Cyber Incident Victim: LabCorp

On July 18, 2018, LabCorp disclosed a cybersecurity breach affecting its IT network, detected over the weekend of July 14-15. The company, one of the largest diagnostic laboratory networks in the United States, stated the intrusion occurred on its Diagnostics systems but did not impact other divisions like Covance Drug Development. LabCorp immediately implemented containment measures by shutting down portions of its infrastructure, which temporarily disrupted test processing and blocked customer access to results. The company filed an SEC 8-K form confirming these operational interruptions while emphasizing no evidence of unauthorized data transfer or misuse. Restoration efforts began promptly, with testing operations substantially resuming by July 18 and remaining systems expected to return gradually over subsequent days. LabCorp notified relevant authorities but did not initially disclose technical details about the attack vector or scope.

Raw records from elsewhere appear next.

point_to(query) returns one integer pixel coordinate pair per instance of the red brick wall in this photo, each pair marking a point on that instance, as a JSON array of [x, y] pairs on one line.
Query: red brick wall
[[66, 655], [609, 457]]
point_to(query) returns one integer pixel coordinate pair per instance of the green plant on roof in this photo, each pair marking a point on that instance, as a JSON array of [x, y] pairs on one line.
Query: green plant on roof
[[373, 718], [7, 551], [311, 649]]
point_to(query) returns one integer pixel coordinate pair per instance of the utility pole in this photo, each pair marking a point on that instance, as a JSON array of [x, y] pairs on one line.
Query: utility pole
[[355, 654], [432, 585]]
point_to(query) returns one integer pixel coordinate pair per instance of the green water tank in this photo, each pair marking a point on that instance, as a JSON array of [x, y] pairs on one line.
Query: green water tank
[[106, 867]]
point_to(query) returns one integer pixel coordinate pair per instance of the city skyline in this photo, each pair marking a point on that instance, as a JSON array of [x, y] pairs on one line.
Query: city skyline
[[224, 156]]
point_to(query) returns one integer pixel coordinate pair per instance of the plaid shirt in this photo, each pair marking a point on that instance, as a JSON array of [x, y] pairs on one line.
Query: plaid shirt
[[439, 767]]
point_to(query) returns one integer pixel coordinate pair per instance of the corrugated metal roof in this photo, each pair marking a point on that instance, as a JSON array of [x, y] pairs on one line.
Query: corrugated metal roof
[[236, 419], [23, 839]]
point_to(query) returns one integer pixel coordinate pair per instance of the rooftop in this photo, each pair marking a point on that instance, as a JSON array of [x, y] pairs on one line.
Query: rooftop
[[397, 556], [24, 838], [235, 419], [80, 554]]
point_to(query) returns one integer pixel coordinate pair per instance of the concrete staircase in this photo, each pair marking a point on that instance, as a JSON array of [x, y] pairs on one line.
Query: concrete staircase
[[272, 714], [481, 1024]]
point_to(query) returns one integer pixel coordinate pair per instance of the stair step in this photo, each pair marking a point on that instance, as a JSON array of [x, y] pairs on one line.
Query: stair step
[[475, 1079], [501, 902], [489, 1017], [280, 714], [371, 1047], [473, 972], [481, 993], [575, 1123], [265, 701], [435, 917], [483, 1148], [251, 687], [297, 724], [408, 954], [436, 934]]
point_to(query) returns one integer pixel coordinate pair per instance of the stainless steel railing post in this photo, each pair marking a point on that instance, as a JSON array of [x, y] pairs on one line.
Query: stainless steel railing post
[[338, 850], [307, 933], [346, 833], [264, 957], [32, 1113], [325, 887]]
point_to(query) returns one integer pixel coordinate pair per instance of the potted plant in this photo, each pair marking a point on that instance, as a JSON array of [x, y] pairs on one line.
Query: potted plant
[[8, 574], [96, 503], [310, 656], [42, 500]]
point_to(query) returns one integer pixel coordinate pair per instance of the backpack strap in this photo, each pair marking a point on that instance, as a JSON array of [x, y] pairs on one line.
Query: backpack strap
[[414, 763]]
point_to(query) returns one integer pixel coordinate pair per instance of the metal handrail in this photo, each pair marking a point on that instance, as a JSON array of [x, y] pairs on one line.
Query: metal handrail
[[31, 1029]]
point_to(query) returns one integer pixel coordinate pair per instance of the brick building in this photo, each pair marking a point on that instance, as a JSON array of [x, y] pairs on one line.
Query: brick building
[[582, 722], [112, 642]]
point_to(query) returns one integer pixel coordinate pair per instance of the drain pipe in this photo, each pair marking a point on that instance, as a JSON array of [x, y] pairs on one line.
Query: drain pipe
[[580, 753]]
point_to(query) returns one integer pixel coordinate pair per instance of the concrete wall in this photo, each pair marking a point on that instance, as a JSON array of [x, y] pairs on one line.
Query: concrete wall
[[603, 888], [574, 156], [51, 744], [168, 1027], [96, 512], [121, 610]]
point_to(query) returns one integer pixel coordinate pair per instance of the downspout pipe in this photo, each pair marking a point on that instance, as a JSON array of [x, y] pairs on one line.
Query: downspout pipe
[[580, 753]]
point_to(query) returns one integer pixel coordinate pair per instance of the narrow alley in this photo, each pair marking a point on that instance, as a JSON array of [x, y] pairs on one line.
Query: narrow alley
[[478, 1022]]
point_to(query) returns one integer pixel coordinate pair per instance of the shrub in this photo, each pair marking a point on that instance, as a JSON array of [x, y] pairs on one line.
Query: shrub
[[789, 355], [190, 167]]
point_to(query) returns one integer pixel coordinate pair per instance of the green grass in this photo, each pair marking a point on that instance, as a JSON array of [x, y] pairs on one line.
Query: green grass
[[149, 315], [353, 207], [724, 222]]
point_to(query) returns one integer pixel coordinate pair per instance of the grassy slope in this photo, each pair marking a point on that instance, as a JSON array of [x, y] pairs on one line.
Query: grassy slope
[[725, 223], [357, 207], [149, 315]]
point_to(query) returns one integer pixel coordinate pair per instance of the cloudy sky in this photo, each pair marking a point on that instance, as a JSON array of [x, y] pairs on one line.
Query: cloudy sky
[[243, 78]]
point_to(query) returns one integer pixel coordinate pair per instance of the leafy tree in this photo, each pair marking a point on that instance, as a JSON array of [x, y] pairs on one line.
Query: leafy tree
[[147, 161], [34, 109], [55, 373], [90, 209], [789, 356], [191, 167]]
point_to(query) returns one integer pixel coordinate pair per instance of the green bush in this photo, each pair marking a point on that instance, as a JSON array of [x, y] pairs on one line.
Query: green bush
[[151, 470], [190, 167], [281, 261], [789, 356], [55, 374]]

Further investigation revealed the incident involved a SamSam ransomware infection deployed through brute-force attacks targeting Remote Desktop Protocol (RDP) access points. Sources familiar with the attack confirmed this methodology to media outlets by July 19. The breach’s confinement to Diagnostics systems prevented collateral damage to LabCorp’s drug testing infrastructure, though the company’s decision to isolate its entire network underscored concerns about potential lateral movement across its interconnected facilities. Industry experts highlighted LabCorp’s critical role in U.S. healthcare infrastructure, noting its network links to thousands of physician offices and hospitals globally. Operational disruptions affected millions of patients reliant on LabCorp’s services, though full system functionality was progressively restored without confirmed data exfiltration. The incident exemplified healthcare sector vulnerabilities to financially motivated attacks targeting sensitive data.